On 11/25/2016 11:19 AM, James Morse wrote:
Hi Tyler,

On 21/11/16 22:35, Tyler Baicar wrote:
A RAS (Reliability, Availability, Serviceability) controller
may be a separate processor running in parallel with OS
execution, and may generate error records for consumption by
the OS. If the RAS controller produces multiple error records,
then they may be overwritten before the OS has consumed them.
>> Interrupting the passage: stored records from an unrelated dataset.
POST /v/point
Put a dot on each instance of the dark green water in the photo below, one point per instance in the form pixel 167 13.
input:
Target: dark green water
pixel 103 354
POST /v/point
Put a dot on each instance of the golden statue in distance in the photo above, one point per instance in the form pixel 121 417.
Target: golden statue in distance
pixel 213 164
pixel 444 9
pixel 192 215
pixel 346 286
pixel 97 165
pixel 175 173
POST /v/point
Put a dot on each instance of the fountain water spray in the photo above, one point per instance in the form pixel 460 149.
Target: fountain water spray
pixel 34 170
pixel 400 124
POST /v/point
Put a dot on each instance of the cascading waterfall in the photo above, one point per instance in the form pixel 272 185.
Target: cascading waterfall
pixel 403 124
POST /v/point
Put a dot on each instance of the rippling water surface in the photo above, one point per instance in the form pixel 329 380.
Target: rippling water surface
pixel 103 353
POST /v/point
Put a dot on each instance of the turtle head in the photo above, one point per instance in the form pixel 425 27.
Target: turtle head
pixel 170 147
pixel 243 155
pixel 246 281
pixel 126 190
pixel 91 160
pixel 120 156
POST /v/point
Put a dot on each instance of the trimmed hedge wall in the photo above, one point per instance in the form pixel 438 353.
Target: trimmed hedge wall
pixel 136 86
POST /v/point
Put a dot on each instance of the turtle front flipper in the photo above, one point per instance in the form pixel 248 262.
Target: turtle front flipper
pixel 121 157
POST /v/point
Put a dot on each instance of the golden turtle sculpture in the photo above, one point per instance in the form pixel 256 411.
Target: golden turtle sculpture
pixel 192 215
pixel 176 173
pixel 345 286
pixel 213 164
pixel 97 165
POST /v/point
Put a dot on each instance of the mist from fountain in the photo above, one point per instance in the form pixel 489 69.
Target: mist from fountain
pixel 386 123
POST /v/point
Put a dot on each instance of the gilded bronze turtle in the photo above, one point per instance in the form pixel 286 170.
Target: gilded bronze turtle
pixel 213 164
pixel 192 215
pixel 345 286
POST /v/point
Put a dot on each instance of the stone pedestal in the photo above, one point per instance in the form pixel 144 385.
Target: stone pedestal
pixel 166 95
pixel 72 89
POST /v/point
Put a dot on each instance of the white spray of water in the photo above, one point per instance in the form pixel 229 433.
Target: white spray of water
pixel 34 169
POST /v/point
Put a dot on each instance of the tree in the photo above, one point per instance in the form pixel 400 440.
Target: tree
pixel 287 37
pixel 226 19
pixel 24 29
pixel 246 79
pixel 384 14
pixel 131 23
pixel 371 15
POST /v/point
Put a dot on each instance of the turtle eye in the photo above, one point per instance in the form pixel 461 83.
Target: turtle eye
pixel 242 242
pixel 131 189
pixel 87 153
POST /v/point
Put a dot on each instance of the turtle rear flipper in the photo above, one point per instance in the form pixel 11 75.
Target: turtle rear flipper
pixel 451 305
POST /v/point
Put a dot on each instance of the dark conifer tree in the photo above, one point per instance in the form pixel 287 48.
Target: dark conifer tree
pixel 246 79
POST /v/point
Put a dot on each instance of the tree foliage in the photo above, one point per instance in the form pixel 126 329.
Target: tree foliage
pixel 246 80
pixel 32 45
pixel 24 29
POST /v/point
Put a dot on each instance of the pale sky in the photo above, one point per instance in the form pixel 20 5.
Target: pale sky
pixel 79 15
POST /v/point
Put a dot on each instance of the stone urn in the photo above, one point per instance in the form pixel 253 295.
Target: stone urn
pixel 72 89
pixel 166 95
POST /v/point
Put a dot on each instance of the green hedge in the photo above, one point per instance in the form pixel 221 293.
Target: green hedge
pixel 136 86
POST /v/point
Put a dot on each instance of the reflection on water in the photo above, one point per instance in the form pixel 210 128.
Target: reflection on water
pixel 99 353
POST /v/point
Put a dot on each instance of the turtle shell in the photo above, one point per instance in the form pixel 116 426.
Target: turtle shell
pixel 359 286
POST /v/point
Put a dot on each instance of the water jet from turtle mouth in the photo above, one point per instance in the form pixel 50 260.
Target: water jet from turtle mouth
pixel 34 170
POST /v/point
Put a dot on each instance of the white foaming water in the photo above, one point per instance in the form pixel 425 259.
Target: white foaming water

The Generic Hardware Error Source (GHES) v2 structure
introduces the capability for the OS to acknowledge the
consumption of the error record generated by the RAS
controller. A RAS controller supporting GHESv2 shall wait for
the acknowledgment before writing a new error record, thus
eliminating the race condition.
This patch also adds support for parsing GHESv2 sub-tables.
Before they would be rejected as an unknown hardware error source.
Yes, I will add that to the text.
Signed-off-by: Jonathan (Zhixiong) Zhang<zjzh...@codeaurora.org>
Nit: the patch author's Sign-off should come first, you either need a 'From:
Jonathan (Zhixiong) Zhang ...' on this patch, or re-order these Signed-off-by's.
I'll reorder them in the next set.
Signed-off-by: Richard Ruigrok<rruig...@codeaurora.org>
Signed-off-by: Tyler Baicar<tbai...@codeaurora.org>
Signed-off-by: Naveen Kaje<nk...@codeaurora.org>
---
  drivers/acpi/apei/ghes.c | 49 +++++++++++++++++++++++++++++++++++++++++++++---
  drivers/acpi/apei/hest.c |  7 +++++--
  include/acpi/ghes.h      |  5 ++++-
  3 files changed, 55 insertions(+), 6 deletions(-)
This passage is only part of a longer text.